February 5, 2010 at 3:13 PM · Six Flags greatescapes closes at 7pm in the summer and they do ok. so it is DEFINATLY not because of the hours.
February 5, 2010 at 3:34 PM · Let me just add a small dose of sentimetality to the reality. I've lived in Louisville most of my life. It's one of the biggest small towns in the country, but as a major city it has struggled with identity. Before the recession, Louisville was making MAJOR strides with art & culture making a splash and plans for things like the world class Museum Plaza building, but the recession which hurt all of us basically killed Louisville and ended 15 years worth of uphill climbing.

Even though Kentucky Kingdom was never in a class with King's Island or Holiday World (or even other Six Flags parks), it's sad to see it close. I took my niece there every summer during her childhood and she will miss the place. We had a lot of fun there even when the rides weren't the main attraction. It was a colorful place for us to play only 10 to 15 minutes from home. We could go there to swim or let her play in the water at a moment's notice. She loved the huge Ferris Wheel. I could ride a couple of roller coasters on the way home after a tough day at work. This is another really sad thing to happen to Louisville. It will now be a haunted, empty shell of land by the convention center reminding us of better days.

February 5, 2010 at 4:52 PM · Six Flags Great Escape doesn't have anyone to compete with.
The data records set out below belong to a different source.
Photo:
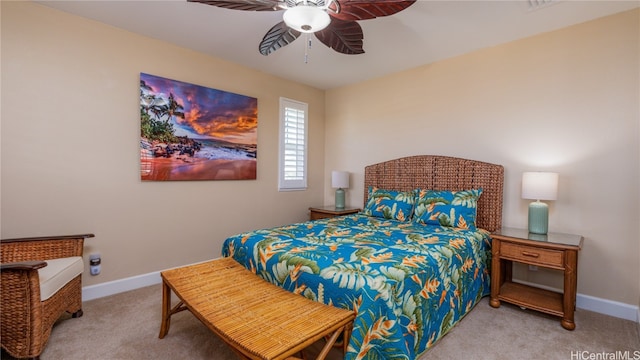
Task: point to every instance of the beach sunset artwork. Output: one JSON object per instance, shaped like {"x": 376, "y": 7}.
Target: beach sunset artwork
{"x": 191, "y": 132}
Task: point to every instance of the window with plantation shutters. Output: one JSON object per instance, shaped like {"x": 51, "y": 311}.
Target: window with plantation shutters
{"x": 293, "y": 145}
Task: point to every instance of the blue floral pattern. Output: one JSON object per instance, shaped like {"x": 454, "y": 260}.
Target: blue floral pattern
{"x": 408, "y": 283}
{"x": 390, "y": 204}
{"x": 447, "y": 208}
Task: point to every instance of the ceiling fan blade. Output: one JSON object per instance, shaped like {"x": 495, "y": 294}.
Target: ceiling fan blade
{"x": 342, "y": 36}
{"x": 251, "y": 5}
{"x": 278, "y": 36}
{"x": 364, "y": 10}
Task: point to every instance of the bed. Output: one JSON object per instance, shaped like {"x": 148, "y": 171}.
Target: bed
{"x": 412, "y": 264}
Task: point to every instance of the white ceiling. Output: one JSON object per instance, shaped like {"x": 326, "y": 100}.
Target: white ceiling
{"x": 426, "y": 32}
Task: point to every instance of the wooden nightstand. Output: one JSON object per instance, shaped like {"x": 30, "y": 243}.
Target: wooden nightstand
{"x": 553, "y": 251}
{"x": 322, "y": 212}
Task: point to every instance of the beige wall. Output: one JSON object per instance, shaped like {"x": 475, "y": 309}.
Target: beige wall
{"x": 564, "y": 101}
{"x": 70, "y": 145}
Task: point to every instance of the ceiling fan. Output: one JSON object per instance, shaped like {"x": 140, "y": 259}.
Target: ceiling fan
{"x": 332, "y": 21}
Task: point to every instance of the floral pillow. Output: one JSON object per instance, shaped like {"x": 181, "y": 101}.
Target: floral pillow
{"x": 447, "y": 208}
{"x": 390, "y": 204}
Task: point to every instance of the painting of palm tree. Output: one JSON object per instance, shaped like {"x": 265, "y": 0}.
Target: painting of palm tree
{"x": 191, "y": 132}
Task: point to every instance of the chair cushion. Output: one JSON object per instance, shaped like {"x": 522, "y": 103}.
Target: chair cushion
{"x": 57, "y": 274}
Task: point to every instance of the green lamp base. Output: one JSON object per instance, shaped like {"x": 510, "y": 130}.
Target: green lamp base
{"x": 538, "y": 217}
{"x": 339, "y": 199}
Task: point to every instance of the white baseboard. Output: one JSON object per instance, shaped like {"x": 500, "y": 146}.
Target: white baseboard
{"x": 599, "y": 305}
{"x": 586, "y": 302}
{"x": 119, "y": 286}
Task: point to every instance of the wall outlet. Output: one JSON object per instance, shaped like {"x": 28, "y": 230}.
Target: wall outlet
{"x": 94, "y": 263}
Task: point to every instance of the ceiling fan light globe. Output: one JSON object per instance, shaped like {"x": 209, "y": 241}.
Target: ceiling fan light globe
{"x": 306, "y": 19}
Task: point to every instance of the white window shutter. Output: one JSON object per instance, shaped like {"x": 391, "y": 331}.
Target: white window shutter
{"x": 293, "y": 145}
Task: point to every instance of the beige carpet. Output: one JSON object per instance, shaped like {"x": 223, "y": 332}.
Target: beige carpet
{"x": 126, "y": 326}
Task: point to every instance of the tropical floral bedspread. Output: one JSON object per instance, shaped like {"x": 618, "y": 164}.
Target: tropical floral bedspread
{"x": 408, "y": 283}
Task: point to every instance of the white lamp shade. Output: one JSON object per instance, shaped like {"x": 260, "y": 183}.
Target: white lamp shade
{"x": 306, "y": 19}
{"x": 340, "y": 179}
{"x": 540, "y": 185}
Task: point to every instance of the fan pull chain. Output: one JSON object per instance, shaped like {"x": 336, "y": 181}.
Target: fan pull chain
{"x": 306, "y": 48}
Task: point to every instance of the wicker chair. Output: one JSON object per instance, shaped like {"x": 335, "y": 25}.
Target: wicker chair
{"x": 29, "y": 308}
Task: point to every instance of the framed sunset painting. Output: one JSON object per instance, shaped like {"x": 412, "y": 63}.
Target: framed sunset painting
{"x": 191, "y": 132}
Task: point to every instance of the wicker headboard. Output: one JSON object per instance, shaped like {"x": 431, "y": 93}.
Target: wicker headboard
{"x": 443, "y": 173}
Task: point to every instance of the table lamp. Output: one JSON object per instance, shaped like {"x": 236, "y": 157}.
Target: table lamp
{"x": 539, "y": 186}
{"x": 339, "y": 181}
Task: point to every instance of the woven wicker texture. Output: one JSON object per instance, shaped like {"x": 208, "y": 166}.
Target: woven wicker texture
{"x": 26, "y": 321}
{"x": 443, "y": 173}
{"x": 258, "y": 319}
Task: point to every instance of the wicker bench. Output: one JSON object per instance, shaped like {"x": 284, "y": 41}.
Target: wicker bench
{"x": 257, "y": 319}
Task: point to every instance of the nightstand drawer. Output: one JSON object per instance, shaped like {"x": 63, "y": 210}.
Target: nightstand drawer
{"x": 532, "y": 255}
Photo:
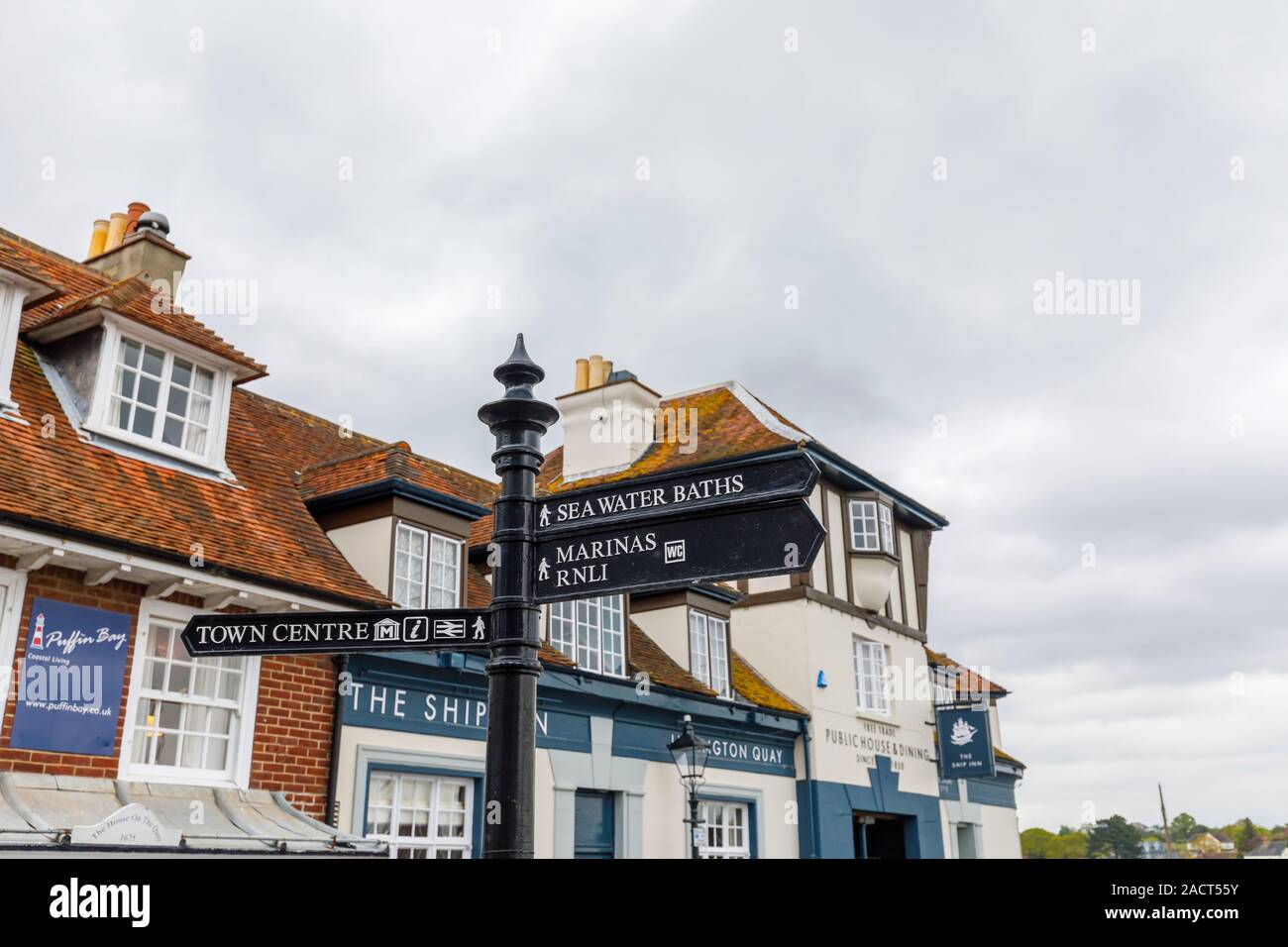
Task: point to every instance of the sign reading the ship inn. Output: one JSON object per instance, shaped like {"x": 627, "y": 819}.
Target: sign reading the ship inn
{"x": 295, "y": 633}
{"x": 965, "y": 742}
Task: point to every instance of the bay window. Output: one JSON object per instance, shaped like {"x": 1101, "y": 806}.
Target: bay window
{"x": 189, "y": 719}
{"x": 708, "y": 651}
{"x": 591, "y": 633}
{"x": 420, "y": 815}
{"x": 870, "y": 677}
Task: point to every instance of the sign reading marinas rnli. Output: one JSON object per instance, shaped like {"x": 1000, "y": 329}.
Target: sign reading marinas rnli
{"x": 760, "y": 479}
{"x": 729, "y": 544}
{"x": 294, "y": 633}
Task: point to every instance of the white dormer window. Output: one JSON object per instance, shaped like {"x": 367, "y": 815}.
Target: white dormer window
{"x": 14, "y": 290}
{"x": 161, "y": 397}
{"x": 160, "y": 394}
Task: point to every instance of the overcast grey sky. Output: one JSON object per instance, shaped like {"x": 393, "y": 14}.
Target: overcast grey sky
{"x": 494, "y": 154}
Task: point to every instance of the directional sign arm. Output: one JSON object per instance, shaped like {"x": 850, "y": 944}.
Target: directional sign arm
{"x": 765, "y": 540}
{"x": 765, "y": 479}
{"x": 321, "y": 633}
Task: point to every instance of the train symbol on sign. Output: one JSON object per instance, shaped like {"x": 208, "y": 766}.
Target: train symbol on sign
{"x": 449, "y": 628}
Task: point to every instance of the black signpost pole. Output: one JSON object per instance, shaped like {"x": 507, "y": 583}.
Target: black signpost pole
{"x": 518, "y": 420}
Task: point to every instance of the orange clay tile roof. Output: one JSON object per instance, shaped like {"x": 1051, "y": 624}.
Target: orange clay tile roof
{"x": 394, "y": 462}
{"x": 81, "y": 289}
{"x": 967, "y": 681}
{"x": 751, "y": 685}
{"x": 257, "y": 528}
{"x": 648, "y": 657}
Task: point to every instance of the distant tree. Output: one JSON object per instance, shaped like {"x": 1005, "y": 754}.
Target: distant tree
{"x": 1184, "y": 827}
{"x": 1068, "y": 845}
{"x": 1113, "y": 838}
{"x": 1034, "y": 843}
{"x": 1247, "y": 836}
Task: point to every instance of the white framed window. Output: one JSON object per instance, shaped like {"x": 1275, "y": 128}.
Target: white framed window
{"x": 13, "y": 585}
{"x": 591, "y": 631}
{"x": 411, "y": 545}
{"x": 725, "y": 830}
{"x": 863, "y": 525}
{"x": 887, "y": 528}
{"x": 445, "y": 573}
{"x": 871, "y": 527}
{"x": 420, "y": 815}
{"x": 870, "y": 677}
{"x": 161, "y": 395}
{"x": 945, "y": 689}
{"x": 187, "y": 719}
{"x": 708, "y": 651}
{"x": 425, "y": 561}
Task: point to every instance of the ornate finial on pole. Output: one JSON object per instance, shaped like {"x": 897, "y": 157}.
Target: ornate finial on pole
{"x": 518, "y": 420}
Kentucky Kingdom has heavy competition from two of the top rated and most attended parks in the country. Closing at 7pm in the summertime is not an option for a struggling amusement park in the middle of heavy competition.
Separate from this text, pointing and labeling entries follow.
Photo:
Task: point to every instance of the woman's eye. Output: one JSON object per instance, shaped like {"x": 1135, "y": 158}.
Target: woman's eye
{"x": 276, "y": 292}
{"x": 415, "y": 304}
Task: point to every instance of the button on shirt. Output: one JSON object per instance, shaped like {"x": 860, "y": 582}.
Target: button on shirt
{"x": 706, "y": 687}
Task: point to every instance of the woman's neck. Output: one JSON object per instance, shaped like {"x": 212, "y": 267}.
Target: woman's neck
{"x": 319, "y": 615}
During my time in Louisville, I recall seeing several advertisements for Holiday World, on the sides of buses, billboards, tv commercials. Kings Island had commercials, and several billboards around LVille in conjunction with Kroger Grocery, advertising one day admission tickets for $20.00. I saw nothing advertising Kentucky Kingdom...nothing. There were no special Halloween events, seemingly no effort to stimulate attendance or business. When you don't repair major rides, close off half of the park, are open for bankers hours, and ship your flagship coaster to Chicago, that tells me you've given up.

They are in bankruptcy, and this park isn't like the other ones. They don't own and can't control the land, and likely can't pay the rent because business is so bad, and they are probably paying jacked up insurance premiums because of the accident a couple years back, and the park was in a poor state. Their bankruptcy restructuring likely allows them to terminate the lease with the fairgrounds without really having to pay the early penalty (a few million bucks I think). They were probably planning to close it anyway, as evidenced by how they managed it and the state of the company. They told the fair board and the city that they would leave if they couldn't renegotiate, and their bluff was called by the city and fair board. The problem was that it wasn't a bluff. I think that it would have been closed and sold sooner if Six Flags had actually owned the land.
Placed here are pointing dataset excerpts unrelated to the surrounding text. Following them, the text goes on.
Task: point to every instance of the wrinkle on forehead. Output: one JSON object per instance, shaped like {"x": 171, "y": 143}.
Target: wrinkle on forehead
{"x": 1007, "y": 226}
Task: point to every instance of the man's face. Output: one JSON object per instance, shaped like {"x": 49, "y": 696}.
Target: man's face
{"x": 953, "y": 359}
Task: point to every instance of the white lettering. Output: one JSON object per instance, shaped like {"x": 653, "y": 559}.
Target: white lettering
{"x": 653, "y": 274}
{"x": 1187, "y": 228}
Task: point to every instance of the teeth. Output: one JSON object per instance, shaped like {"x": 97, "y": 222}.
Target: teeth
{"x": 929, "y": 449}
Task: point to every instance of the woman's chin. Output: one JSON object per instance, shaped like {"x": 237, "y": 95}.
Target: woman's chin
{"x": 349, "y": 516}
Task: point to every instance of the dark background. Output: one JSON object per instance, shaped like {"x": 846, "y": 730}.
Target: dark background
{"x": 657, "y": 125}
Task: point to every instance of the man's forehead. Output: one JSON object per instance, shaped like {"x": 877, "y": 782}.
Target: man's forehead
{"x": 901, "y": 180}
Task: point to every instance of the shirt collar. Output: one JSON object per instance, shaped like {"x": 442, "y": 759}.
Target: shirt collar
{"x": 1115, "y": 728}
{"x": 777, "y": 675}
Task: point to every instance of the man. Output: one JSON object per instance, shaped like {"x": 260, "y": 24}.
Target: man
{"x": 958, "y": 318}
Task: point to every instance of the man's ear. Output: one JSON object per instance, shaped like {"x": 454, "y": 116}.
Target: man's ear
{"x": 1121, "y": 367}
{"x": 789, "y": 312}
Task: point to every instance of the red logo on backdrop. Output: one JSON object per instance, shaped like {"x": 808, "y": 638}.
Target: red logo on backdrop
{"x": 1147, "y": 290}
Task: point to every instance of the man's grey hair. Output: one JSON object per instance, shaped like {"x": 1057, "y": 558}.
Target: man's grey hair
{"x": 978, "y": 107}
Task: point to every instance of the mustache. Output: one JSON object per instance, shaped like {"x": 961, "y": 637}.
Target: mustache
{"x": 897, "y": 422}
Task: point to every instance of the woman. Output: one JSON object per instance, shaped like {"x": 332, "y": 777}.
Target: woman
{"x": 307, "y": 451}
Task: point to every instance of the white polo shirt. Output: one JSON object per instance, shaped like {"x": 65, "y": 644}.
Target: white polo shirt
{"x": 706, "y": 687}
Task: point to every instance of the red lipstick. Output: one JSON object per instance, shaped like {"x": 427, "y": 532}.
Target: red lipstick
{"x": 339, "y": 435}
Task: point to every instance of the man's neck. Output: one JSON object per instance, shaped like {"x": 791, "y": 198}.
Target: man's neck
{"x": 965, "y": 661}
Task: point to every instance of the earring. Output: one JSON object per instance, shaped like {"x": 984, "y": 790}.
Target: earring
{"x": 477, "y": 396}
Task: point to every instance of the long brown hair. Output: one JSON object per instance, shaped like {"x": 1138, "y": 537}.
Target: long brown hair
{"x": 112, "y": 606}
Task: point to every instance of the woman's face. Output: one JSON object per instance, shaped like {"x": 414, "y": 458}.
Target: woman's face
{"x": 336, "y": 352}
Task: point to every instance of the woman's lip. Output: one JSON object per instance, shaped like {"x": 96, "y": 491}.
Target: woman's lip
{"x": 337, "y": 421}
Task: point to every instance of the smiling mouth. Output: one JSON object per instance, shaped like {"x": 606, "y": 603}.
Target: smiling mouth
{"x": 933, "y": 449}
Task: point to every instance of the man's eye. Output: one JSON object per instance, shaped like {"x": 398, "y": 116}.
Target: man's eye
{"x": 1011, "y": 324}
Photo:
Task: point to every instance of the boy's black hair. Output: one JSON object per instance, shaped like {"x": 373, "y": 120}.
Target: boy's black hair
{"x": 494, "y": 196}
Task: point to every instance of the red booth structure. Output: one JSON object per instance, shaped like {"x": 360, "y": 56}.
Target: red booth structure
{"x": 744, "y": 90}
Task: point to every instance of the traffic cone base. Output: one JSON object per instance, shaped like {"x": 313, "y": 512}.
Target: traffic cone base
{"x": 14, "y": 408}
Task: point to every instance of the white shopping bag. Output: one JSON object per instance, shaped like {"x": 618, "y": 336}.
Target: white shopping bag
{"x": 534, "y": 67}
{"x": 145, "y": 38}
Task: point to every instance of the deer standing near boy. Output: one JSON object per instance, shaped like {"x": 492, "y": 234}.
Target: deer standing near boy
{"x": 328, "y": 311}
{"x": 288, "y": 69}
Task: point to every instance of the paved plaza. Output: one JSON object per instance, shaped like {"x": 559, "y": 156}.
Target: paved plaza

February 6, 2010 at 9:35 AM · Derek, don't forget the Voyage billboard that was perfectly placed so you could see it on the lift hill of Twisted Twins.

Those folks at Holiday World don't play...

February 6, 2010 at 4:01 PM · Actually I think it's still there, and city buses with Holiday World ads on the side routinely make the stops on Crittenden Drive in front of the fairgrounds.
February 8, 2010 at 8:40 PM · Years ago in the early 1990's went a roller coast run from Knobals, Hershey, Cedar Point. Geiga Lake, Kennywood, and Kings Island. I found out about Kentucky Kindom as I was about to fly back Louisiana. Never even knew it exsisted but would have gone to visit.